Are HMOs dead? Not quite but they must evolve
By Natasha McCracken, Co-Founder, Goldfinch Property Investments
I’m often asked whether HMOs (Houses in Multiple Occupation) are “dead”. The truth is more nuanced: the commercial market is saturated, and a combination of regulation that favour the tenant and increase risk for the landlord such as abolishing section 21, enhanced costly licensing requirements, changing social expectations of what a quality HMO is in an extremely competitive market, councils building ever more studios aimed at students, and of course the ever-broadening geography of Article 4 regulation around city areas, means the traditional high-yield HMO playbook no longer works the way it used to. Many investors are finding their numbers no longer stack up.
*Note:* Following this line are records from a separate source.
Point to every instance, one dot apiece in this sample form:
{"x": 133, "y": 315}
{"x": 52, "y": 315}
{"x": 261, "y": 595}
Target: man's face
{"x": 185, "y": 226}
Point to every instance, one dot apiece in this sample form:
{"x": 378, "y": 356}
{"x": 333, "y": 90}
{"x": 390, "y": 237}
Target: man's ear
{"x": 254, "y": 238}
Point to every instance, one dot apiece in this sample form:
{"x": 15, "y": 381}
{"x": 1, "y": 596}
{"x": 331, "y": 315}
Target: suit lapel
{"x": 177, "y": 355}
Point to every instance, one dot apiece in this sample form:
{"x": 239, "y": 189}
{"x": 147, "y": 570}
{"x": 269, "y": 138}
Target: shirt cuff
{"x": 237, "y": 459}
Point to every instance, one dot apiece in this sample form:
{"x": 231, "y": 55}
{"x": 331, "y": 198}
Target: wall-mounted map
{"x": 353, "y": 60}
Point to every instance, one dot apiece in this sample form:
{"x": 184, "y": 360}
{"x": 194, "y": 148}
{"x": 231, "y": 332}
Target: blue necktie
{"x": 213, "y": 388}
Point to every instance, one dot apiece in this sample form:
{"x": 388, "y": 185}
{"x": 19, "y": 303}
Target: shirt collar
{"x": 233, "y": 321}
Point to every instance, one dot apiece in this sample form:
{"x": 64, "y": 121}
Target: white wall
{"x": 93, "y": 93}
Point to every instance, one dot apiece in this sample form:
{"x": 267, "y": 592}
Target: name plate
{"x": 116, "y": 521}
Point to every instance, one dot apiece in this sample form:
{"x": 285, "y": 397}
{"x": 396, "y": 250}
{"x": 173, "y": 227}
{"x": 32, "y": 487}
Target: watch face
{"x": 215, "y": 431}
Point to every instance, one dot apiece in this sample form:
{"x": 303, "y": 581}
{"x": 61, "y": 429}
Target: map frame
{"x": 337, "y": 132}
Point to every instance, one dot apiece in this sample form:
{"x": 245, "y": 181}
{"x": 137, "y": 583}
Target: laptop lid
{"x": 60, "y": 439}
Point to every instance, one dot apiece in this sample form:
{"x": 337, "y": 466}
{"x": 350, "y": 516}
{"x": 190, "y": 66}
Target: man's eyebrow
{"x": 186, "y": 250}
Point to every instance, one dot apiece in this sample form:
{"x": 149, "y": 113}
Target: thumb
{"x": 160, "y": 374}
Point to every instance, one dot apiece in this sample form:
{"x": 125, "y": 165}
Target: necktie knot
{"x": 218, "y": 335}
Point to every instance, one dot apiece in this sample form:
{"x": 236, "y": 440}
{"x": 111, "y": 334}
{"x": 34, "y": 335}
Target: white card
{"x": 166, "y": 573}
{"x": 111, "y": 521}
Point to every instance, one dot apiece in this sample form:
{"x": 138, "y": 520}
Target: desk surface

When Supported Housing Is Treated Like a Shortcut
In response, a wave of investors has flocked to the supported-accommodation HMO model, seeing it as a quick fix to preserve yields and lower risk. But without genuine intent, this strategy doesn’t hold up in the longer term.
Why? Because supported housing isn’t just a property play — it’s a people-centred ecosystem. When homes are poorly configured, partnerships are thin, or the focus is purely commercial, the quality of care and the longer term stability of income both suffer.
We’re are seeing regulatory gaps creating confusion, loopholes, and the potential for commercial gain over quality. There’s still a lack of clarity around planning requirements regarding minimum studio sizes in HMO-style conversions. This means that, in too many cases, commercial decisions trump ethical ones — properties get pushed to the edge of compliance rather than designed for dignity.
Developers create high-yielding properties because they hold ‘studios’ not rooms, are able to flip much more profitably - and do so, to a whole new marketplace of investors in supported accommodation; some who are coming from an ethical place but wanting the best financial returns.
In the long term, that’s not sustainable. It’s not sustainable for residents, who deserve safe and appropriate homes. It’s not sustainable for care providers, who carry reputational and operational risk. And it’s not sustainable for investors, because fragile schemes eventually unravel.
Doing the Right Thing Is the Sustainable Strategy
At Goldfinch Property Investments, we believe in taking the time to do this properly. We create asset-based opportunities by partnering with charities, the housing associations displaying the highest standards, and care providers who deliver genuine, measurable outcomes.
Each home is thoughtfully designed, fully compliant and placed on long-term leases that provide stable, predictable income — underpinned by purpose and integrity. It’s a model that balances commercial rigour with human responsibility.
Doing the right thing isn’t a moral luxury; it’s the most resilient form of investing there is. Regulation will continue to tighten, expectations will continue to rise, and those who build on ethical, transparent foundations will be the ones left standing.
Because in housing — as in investing — better values lead to better value.
Better investments, for better results, for everyone.